= Cyril Wiseman Herbert =

English painter

Cyril Wiseman Herbert (1847–1882), was an English painter.

Herbert was the youngest son of John Rogers Herbert, R.A. He was born in Gloucester Road, Old Brompton, London, on 30 September 1847. He was the godson of Cardinal Wiseman, and was educated at St. Mary's College, Oscott, and King's College, London. Trained like his brothers in his father's studio, he visited Italy in 1868, where he made many elaborate sketches, chiefly among the mountains in the neighbourhood of Olevano. His first picture,‘Homeward after Labour,’ representing Roman cattle driven home after the day's toil, was exhibited at the Royal Academy in 1870.

The next year he sent ‘An Idyll;’ in 1873, ‘On the Hill-tops:’ and in 1874, ‘Returning to the Fold,’ Welsh sheep driven home in the gloaming, which was purchased by Sir Andrew Walker and presented to the Walker Art Gallery at Liverpool.
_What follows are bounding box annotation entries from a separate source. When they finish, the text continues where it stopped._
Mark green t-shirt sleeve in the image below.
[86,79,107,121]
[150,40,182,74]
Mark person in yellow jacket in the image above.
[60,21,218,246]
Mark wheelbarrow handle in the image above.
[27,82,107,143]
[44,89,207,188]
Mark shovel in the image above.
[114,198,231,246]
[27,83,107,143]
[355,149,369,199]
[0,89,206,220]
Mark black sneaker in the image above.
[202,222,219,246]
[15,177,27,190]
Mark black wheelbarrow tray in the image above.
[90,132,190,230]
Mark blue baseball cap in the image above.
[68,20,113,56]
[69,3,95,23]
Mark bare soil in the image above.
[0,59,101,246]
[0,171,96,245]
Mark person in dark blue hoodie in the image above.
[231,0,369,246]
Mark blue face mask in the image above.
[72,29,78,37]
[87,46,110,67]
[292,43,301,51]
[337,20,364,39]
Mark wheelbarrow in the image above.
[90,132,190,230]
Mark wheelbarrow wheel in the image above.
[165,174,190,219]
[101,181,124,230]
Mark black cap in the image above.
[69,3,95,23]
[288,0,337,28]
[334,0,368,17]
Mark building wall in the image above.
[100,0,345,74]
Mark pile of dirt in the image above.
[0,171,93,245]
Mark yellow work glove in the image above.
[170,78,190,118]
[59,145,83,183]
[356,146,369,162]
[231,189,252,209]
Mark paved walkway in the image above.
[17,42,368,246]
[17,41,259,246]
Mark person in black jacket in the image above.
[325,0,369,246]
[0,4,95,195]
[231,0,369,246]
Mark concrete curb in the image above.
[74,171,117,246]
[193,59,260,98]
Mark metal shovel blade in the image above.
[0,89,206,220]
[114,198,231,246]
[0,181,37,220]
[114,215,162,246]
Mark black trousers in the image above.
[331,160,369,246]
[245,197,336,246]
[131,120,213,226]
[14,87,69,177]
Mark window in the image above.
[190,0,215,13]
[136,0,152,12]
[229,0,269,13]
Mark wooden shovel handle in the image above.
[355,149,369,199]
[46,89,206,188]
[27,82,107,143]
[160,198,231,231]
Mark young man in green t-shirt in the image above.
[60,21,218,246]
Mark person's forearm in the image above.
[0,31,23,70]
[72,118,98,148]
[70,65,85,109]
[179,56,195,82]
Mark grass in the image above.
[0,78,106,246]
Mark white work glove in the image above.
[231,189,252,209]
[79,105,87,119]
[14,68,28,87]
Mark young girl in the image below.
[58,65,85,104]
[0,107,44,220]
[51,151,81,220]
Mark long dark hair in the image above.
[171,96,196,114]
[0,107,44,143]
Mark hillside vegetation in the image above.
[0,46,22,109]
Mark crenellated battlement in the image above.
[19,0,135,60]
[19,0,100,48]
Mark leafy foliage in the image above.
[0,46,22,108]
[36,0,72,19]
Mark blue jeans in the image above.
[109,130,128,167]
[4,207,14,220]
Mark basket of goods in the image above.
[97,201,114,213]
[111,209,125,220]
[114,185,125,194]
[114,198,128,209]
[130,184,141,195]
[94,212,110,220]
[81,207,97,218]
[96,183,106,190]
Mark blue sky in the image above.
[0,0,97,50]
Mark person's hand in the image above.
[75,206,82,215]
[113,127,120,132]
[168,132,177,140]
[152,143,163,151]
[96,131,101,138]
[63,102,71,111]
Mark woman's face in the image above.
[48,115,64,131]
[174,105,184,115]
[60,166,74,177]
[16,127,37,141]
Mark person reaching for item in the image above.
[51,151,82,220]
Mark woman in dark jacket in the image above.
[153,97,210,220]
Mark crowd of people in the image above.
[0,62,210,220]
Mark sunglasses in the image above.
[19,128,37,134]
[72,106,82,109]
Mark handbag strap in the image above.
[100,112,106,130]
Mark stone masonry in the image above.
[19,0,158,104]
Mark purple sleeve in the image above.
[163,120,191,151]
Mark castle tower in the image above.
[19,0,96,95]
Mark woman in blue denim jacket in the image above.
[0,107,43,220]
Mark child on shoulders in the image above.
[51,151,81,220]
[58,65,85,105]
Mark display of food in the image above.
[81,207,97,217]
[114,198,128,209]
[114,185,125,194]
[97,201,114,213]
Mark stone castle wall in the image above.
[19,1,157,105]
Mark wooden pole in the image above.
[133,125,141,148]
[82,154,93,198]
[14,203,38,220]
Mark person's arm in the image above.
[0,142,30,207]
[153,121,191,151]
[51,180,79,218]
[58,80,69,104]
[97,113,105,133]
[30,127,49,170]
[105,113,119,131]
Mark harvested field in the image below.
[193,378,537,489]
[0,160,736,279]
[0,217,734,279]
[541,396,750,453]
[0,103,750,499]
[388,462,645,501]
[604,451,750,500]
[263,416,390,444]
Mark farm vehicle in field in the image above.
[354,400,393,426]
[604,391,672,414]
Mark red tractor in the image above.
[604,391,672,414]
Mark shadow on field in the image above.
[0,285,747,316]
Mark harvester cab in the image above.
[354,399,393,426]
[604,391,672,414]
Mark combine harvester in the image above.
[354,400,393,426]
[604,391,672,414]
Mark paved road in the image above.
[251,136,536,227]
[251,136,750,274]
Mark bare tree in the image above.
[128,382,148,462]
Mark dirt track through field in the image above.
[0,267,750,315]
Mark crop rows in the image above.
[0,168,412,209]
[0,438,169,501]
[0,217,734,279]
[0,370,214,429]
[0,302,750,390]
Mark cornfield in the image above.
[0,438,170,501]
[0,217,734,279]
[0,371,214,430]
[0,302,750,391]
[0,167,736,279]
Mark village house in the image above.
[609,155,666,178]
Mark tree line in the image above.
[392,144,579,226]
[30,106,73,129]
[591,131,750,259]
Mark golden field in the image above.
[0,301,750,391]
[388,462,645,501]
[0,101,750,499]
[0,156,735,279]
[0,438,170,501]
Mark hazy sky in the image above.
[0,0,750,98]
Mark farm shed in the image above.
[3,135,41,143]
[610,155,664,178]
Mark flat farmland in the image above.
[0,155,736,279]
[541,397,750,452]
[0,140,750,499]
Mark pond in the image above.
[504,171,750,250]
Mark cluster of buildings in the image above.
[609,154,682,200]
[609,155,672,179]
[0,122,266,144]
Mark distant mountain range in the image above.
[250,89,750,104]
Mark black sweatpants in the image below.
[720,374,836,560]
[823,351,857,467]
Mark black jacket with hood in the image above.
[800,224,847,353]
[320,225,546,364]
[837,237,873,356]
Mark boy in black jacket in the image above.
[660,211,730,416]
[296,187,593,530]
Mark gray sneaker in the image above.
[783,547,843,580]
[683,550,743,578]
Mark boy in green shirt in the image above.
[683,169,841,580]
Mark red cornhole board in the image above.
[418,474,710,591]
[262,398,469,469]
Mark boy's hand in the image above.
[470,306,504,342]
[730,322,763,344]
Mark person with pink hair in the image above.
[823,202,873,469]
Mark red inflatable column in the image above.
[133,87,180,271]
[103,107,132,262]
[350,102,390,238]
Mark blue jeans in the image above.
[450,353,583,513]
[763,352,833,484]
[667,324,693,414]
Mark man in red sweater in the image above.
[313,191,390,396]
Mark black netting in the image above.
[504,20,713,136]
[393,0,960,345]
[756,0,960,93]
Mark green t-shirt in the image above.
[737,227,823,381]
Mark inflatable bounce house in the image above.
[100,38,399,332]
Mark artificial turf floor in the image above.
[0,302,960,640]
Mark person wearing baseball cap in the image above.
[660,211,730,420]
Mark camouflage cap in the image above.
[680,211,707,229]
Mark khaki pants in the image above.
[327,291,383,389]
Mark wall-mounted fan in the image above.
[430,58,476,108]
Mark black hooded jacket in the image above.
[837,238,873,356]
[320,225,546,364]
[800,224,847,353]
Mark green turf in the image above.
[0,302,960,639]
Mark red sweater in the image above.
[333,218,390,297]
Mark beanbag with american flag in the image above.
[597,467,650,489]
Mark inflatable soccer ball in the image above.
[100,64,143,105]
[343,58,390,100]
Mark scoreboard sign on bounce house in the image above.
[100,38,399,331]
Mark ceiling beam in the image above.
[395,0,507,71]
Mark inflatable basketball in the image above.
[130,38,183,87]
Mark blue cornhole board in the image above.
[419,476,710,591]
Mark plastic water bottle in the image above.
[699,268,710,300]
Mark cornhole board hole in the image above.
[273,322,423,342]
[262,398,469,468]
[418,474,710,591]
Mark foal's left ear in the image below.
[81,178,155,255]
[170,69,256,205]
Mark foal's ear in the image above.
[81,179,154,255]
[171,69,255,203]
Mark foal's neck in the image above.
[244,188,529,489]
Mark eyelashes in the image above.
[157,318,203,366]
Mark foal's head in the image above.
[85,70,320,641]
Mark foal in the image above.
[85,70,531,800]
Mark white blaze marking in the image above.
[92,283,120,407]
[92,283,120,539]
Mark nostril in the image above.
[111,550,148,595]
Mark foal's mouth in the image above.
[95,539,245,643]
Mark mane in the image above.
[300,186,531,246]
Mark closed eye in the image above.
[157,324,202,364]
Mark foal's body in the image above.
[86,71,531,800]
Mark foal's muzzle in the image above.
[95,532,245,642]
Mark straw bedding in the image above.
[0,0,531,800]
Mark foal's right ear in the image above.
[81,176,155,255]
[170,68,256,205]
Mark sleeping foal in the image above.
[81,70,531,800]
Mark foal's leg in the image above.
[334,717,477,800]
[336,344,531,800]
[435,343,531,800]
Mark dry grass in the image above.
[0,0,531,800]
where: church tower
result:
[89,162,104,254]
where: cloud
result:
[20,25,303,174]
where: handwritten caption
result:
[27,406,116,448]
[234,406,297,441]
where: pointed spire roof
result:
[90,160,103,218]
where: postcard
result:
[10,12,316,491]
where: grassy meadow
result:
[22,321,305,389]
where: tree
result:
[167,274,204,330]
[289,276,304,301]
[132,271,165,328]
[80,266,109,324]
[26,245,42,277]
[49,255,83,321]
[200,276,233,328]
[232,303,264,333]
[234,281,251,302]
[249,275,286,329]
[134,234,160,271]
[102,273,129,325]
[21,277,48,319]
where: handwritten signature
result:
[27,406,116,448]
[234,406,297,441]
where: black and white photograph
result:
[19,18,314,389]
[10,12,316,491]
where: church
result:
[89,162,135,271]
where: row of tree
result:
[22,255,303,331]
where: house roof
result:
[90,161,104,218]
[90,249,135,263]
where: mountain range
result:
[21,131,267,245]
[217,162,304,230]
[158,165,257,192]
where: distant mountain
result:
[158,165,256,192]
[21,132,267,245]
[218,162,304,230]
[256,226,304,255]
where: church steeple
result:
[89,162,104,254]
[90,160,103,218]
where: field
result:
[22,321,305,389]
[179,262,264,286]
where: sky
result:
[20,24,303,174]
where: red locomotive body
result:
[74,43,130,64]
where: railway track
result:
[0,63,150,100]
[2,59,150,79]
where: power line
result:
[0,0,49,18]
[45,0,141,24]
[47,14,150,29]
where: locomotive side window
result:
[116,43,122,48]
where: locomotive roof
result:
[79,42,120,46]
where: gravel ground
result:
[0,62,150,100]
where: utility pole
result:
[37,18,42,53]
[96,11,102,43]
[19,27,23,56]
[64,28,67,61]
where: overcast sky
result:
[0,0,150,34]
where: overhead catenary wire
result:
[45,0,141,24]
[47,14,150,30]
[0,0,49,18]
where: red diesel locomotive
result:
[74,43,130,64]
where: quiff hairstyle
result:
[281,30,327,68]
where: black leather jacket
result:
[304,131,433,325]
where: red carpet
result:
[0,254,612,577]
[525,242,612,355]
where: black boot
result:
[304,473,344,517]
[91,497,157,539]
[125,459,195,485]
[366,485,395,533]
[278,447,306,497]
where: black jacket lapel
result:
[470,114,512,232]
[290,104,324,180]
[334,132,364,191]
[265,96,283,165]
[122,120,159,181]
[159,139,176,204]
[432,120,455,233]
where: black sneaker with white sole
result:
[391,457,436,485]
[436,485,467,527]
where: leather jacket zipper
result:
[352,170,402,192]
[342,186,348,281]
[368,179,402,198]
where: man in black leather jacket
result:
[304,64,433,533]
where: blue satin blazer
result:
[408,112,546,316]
He exhibited at the Royal Academy for the last time in 1875, when he sent ‘Escaped Home,’ a collie dog returning to its mistress at a cottage door. Besides these he painted ‘The Knight's Farewell’ and some other works which were never exhibited. Early in 1882 he was appointed curator of the antique school in the Royal Academy, but he died prematurely at the Chimes, Kilburn, on 2 July 1882. His remains were placed in the catacombs of St. Mary's Catholic cemetery, Kensal Green.